Der Neuanfang der Bremervörde-Osterholzer-Eisenbahn ließ nicht lange auf sich warten. Das Verkehrsbedürfnis war groß und so führte man bereits im Sommer 1945 mit Billigung der britischen Besatzungsbehörden einen ersten Pendelverkehr zwischen Gnarrenburg und Bremervörde ein. Nachdem die Hamme-Querung wieder errichtet worden war, gelangten die Züge ab 1946 auch wieder bis nach Osterholz. Der Ansturm der Fahrgäste war riesig: Der Kampf ums tägliche Brot trieb die Bevölkerung aufs Land und bescherte der Kleinbahn nie gekannte Fahrgastzahlen. Für das Jahr 1947 weist die Statistik die Zahl von 955 775 Reisenden aus.

Um die Verkehrsverbindung der Kleinbahn attraktiver zu gestalten, fuhren die BOE-Züge ab dem 2. Oktober 1949 bis Bremen-Burg und später bis zum Bremer Hauptbahnhof. So entfiel das Umsteigen in Osterholz-Scharmbeck. Mit der Bundesbahn betrieb die BOE ab dem 5. Oktober 1952 außerdem einen gemeinsamen „Städteschnellverkehr“ zwischen Stade, Bremervörde, Osterholz-Scharmbeck und Bremen. Dafür baute man in Bremervörde eigens ein Übergangsgleis, dass den Zügen die direkte Einfahrt in den Bundesbahnhof ermöglichte. Außerdem investierte die Bahn in die Fahrzeugflotte: Drei neue Triebwagen und drei gebrauchte aus Beständen der Bundesbahn verjüngten den Fuhrpark.

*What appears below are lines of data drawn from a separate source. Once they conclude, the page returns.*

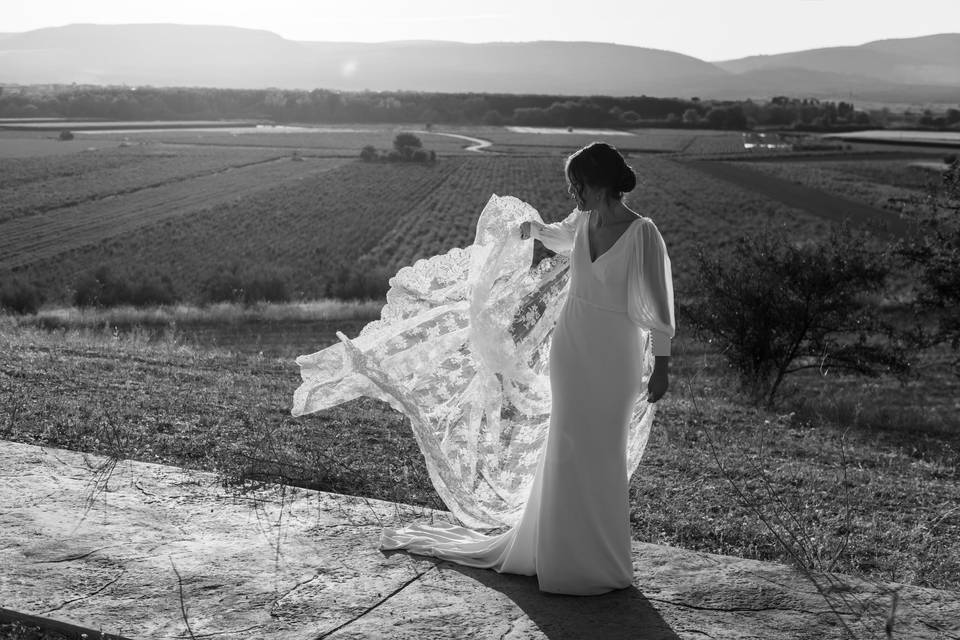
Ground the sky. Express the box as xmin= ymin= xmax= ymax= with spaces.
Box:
xmin=7 ymin=0 xmax=960 ymax=61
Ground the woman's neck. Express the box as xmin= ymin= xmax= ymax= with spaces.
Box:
xmin=595 ymin=200 xmax=637 ymax=227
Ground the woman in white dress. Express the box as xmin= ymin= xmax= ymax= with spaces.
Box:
xmin=294 ymin=143 xmax=674 ymax=595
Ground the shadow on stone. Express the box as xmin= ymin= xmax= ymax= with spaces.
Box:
xmin=384 ymin=551 xmax=680 ymax=640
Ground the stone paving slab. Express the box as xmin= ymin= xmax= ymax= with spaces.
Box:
xmin=0 ymin=441 xmax=960 ymax=640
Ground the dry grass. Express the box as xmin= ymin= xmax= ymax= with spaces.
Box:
xmin=0 ymin=318 xmax=960 ymax=589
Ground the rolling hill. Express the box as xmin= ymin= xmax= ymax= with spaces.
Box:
xmin=0 ymin=24 xmax=960 ymax=103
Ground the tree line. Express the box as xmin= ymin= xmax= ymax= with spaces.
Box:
xmin=0 ymin=85 xmax=908 ymax=130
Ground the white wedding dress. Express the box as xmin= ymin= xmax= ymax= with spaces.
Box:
xmin=293 ymin=196 xmax=674 ymax=595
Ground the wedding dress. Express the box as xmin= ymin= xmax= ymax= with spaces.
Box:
xmin=292 ymin=196 xmax=674 ymax=595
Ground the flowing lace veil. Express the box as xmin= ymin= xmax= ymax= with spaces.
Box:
xmin=292 ymin=195 xmax=656 ymax=529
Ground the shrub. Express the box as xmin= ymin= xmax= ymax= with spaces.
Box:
xmin=0 ymin=278 xmax=43 ymax=314
xmin=895 ymin=158 xmax=960 ymax=375
xmin=200 ymin=267 xmax=243 ymax=304
xmin=679 ymin=228 xmax=908 ymax=405
xmin=242 ymin=273 xmax=290 ymax=305
xmin=73 ymin=267 xmax=177 ymax=307
xmin=393 ymin=133 xmax=423 ymax=153
xmin=326 ymin=265 xmax=392 ymax=300
xmin=200 ymin=265 xmax=290 ymax=305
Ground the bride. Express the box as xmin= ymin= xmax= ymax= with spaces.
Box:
xmin=293 ymin=142 xmax=674 ymax=595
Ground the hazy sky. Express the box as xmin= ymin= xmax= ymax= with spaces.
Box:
xmin=7 ymin=0 xmax=960 ymax=60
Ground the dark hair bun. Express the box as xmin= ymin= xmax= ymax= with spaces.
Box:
xmin=566 ymin=142 xmax=637 ymax=198
xmin=616 ymin=162 xmax=637 ymax=193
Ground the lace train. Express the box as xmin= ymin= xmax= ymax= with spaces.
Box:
xmin=292 ymin=195 xmax=655 ymax=529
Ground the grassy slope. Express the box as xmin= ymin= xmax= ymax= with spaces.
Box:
xmin=0 ymin=318 xmax=960 ymax=589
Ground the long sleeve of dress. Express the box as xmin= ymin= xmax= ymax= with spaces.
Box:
xmin=627 ymin=219 xmax=676 ymax=356
xmin=530 ymin=209 xmax=582 ymax=256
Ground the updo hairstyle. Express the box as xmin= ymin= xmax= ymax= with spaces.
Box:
xmin=564 ymin=142 xmax=637 ymax=200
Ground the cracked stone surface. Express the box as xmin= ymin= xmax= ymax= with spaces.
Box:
xmin=0 ymin=442 xmax=960 ymax=640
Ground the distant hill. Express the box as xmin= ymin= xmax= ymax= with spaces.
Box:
xmin=0 ymin=24 xmax=960 ymax=103
xmin=716 ymin=33 xmax=960 ymax=89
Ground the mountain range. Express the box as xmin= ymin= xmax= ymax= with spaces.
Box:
xmin=0 ymin=24 xmax=960 ymax=104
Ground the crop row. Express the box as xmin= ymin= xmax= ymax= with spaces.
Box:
xmin=7 ymin=156 xmax=828 ymax=297
xmin=0 ymin=158 xmax=344 ymax=268
xmin=13 ymin=158 xmax=478 ymax=297
xmin=0 ymin=148 xmax=281 ymax=223
xmin=87 ymin=125 xmax=480 ymax=157
xmin=746 ymin=160 xmax=937 ymax=213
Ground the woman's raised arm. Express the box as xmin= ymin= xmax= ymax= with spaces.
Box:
xmin=530 ymin=209 xmax=583 ymax=256
xmin=627 ymin=218 xmax=676 ymax=356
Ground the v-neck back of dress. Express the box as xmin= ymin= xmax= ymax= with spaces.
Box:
xmin=584 ymin=216 xmax=641 ymax=265
xmin=569 ymin=216 xmax=644 ymax=313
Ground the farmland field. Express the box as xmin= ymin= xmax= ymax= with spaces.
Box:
xmin=71 ymin=125 xmax=484 ymax=158
xmin=7 ymin=154 xmax=827 ymax=297
xmin=0 ymin=125 xmax=960 ymax=588
xmin=732 ymin=158 xmax=956 ymax=214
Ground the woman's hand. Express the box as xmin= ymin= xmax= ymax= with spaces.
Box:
xmin=647 ymin=356 xmax=670 ymax=402
xmin=520 ymin=220 xmax=530 ymax=240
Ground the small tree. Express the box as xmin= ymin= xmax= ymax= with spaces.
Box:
xmin=680 ymin=229 xmax=908 ymax=405
xmin=0 ymin=278 xmax=43 ymax=314
xmin=895 ymin=157 xmax=960 ymax=375
xmin=393 ymin=133 xmax=423 ymax=159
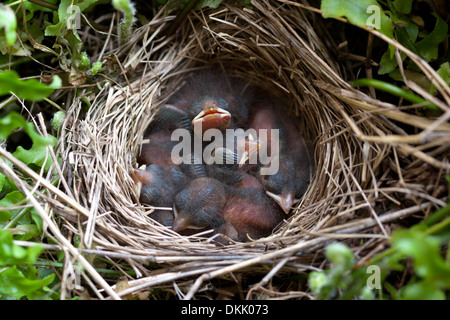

Die Erneuerung des Wagenparks ab den 1950er Jahren bedeutete zugleich die schrittweise Abkehr vom teuren und altmodischen Dampfbetrieb, denn auch für den Güterverkehr wurden Diesellokomotiven beschafft. Die Sprengung des markanten Wasserturms am Bremervörder Kleinbahnhof am 17. Juli 1968 beendete deutlich sichtbar die Zeit der Dampfloks beim Moorexpress.

Die neue „Schnellverbindung“ wurde von den Fahrgästen gut angenommen. Die Statistiken belegen steigende Fahrgastzahlen. Finanziell lohnte sich das Unternehmen allerdings immer weniger, weil die meisten Reisenden mit ermäßigten Sozialtarifen unterwegs waren. Außerdem propagierte die Politik „Straße statt Schiene“ und investierte in Straßennetz und Omibuslinien. Die Bahn reagierte mit Rationalisierungen und schließlich mit harten Einschnitten. Der Verbundbetrieb wurde in Etappen aufgegeben und auch für den Personenverkehr auf dem BOE-Netz war das Ende gekommen: Am 18. März 1978 setzte sich um 18.12 Uhr der letzte Personenzug in Richtung Osterholz in Bewegung. Fortan hielt sich nur noch der Güterverkehr auf der Schiene.

Das Kapitel der Bremervörde-Osterholzer-Eisenbahn als eigenständige Bahngesellschaft endete am 30. September 1981, als die Gesellschaft mit der Wilstedt-Zeven-Tostedter Eisenbahn (WZTE) zu den Eisenbahnen und Verkehrsbetrieben Elbe-Weser (EVB) fusionierte. Bereits in den Vorjahren hatten beide Firmen eine gemeinsame Betriebsleitung. Die Gesellschafter wollten mit der neuen Firma dem Schienenverkehr neue Impulse geben. Der Erfolg der EVB hat ihnen Recht gegeben.